Scheunemann calls the shortage the “new normal” for emergency medical services as nation-wide shortages in basic drugs have rippled across the healthcare system. A 2016 report from the Government Accountability Office cites potential causes of the shortages as low profitability in the market for many older generic medications, supply-line problems and increased inspection standards by the Food and Drug Administration.

For AFD, these kinds of shortages are happening with some of the department’s most vital tools for emergency medicine. Scheunemann said the department has had delays or availability issues for more than 10 medications so far this year.

“Compared to 2016 it just seems a bit more prevalent,” Scheunemann said.

AFD has different strategies to cope with supply problems. Sometimes they’ll find an alternative medication that’s similar, like substituting the epinephrine product medics use, or going with Lactated Ringers when bags of normal saline aren’t available. If a drug is scarce or there’s a delay in getting more, medics will carry a limited amount and drive back to a central location to re-stock after using it on a patient. The protocol helps managers stay on top of the tight inventories.

Tracking the fluctuating supplies and keeping staff appropriately trained has downstream effects on the AFD’s resources.

“It does take an inordinate amount of extra staff hours to mitigate the situation when it comes up,” Scheunemann said.
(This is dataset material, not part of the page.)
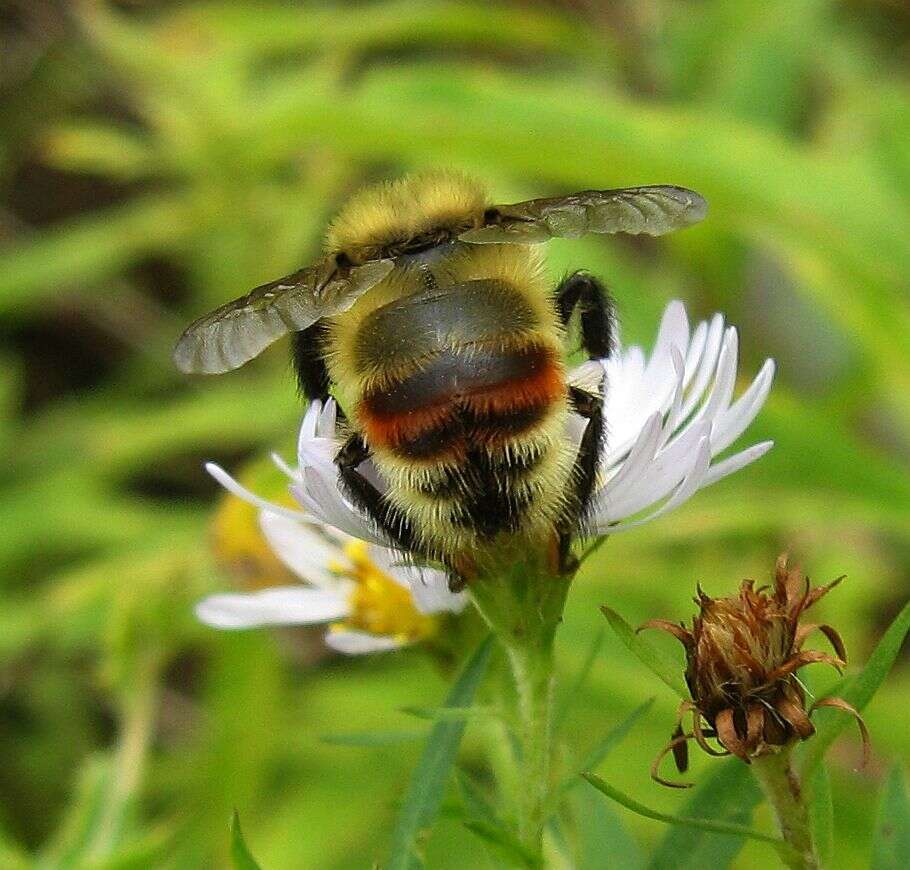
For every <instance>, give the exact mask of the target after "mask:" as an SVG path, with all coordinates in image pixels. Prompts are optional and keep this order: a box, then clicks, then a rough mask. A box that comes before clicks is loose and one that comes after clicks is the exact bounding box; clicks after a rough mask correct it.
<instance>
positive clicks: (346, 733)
mask: <svg viewBox="0 0 910 870" xmlns="http://www.w3.org/2000/svg"><path fill="white" fill-rule="evenodd" d="M424 737H426V732H425V731H349V732H347V733H338V734H321V735H320V737H319V739H320V741H321V742H322V743H328V744H329V745H330V746H356V747H360V748H369V747H371V746H398V745H399V744H401V743H414V742H415V741H417V740H423V739H424Z"/></svg>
Scheunemann didn’t have an estimate for all the personnel hours spent on extra trips to re-stock, training staff in new procedures and tracking the logistics of drugs getting scarce, running out or coming back in stock.

It’s not just fire departments that are seeing the constriction.

“It does appear to me the frequency of shortages–and sometimes even the severity of them–seem to be getting worse,” Andre Neptune, the head of Providence Hospital’s Pharmaceutical Care Services for the last 10 years, said.

The list of medications that are hard to keep stocked at Providence is broad-based, and includes everything from antibiotics to anesthetic agents, as well as pain medications and drugs for chemotherapy. Neptune estimates that for the team in charge of the hospital’s pharmacy inventory, about a quarter of its time is spent managing supply levels.

“When I started my career 30 years ago, shortages were not a daily conversation, it was a rare or occasional conversation,” Neptune said. “Today it’s a daily conversation.”

There have been some short term solutions in the last few months, like the FDA extending expiration dates on batches of some medications so they can stay on shelves a few months longer. But no major structural reforms appear to be on the horizon.

The GAO report notes that such shortages can affect a healthcare providers ability to “safely and effectively care for patients.” Scheunemann said that no one in AFD’s care has died or been hurt as a result of a problems with the drug supply, but that work-arounds and alternatives to best-practices create more of an “opportunity for error.”